Other than the resolution of the murder case, not much happens in Tell Me Everything, and yet there’s a sense that so much is always happening.
It’s best to give Lucy the last word in another one of her conversations with Olive, after Olive finishes telling her a story about one of her late husband’s aunts: “People and the lives they lead. That’s the point.” —Rob Merrill, AP
Revenge of the Tipping Point, by Malcolm Gladwell, Little, Brown and Company, 2024
It’s been nearly 25 years since Malcolm Gladwell published The Tipping Point, and it’s still easy to catch it being read on airplanes, displayed prominently on executives’ bookshelves, or hear its jargon slipped into conversations. It’s no surprise that a sequel was the next logical step.
In Revenge of the Tipping Point: Overstories, Superspreaders, and the Rise of Social Engineering, Gladwell is rehashing and rebuilding on the concepts that he first wrote about in 2000. That’s not necessarily a bad thing, but it wasn’t really necessary either.
Gladwell is revisiting the concept of “social epidemics” and how little things could make a big difference. In his latest book, he’s just as concerned about the underside of the tipping point, or what he calls an “attempt to do a forensic investigation of social epidemics.”
The book’s style is familiar to anyone who has followed Gladwell’s work over the years: an engaging but whiplash-inducing tour of examples ranging from bank robberies in Los Angeles to the opioid epidemic. And it makes sense that a book looking at social epidemics would also look at the COVID-19 pandemic.

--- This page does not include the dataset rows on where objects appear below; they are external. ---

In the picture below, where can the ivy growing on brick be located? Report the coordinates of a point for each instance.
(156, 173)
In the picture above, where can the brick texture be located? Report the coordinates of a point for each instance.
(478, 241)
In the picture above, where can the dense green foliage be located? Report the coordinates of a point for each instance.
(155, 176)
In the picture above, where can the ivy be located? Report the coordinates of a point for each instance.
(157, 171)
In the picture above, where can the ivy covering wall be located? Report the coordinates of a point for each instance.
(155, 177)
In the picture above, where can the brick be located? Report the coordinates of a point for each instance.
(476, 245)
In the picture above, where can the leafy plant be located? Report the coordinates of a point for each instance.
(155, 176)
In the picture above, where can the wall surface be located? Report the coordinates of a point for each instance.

A key part of Gladwell’s thesis in Revenge looks at what he calls the overstory — small-area variations that distinguish one area or community from another and affect the people who live there. It’s what may explain differences in Medicare fraud rates among communities, or vaccination rates among types of schools.
Revenge is entertaining, but it’s essentially fan service for readers who enjoyed The Tipping Point. The sequel provides more of the same: nuggets of history and jargon that they soak up on airplanes and toss around during conference table conversations.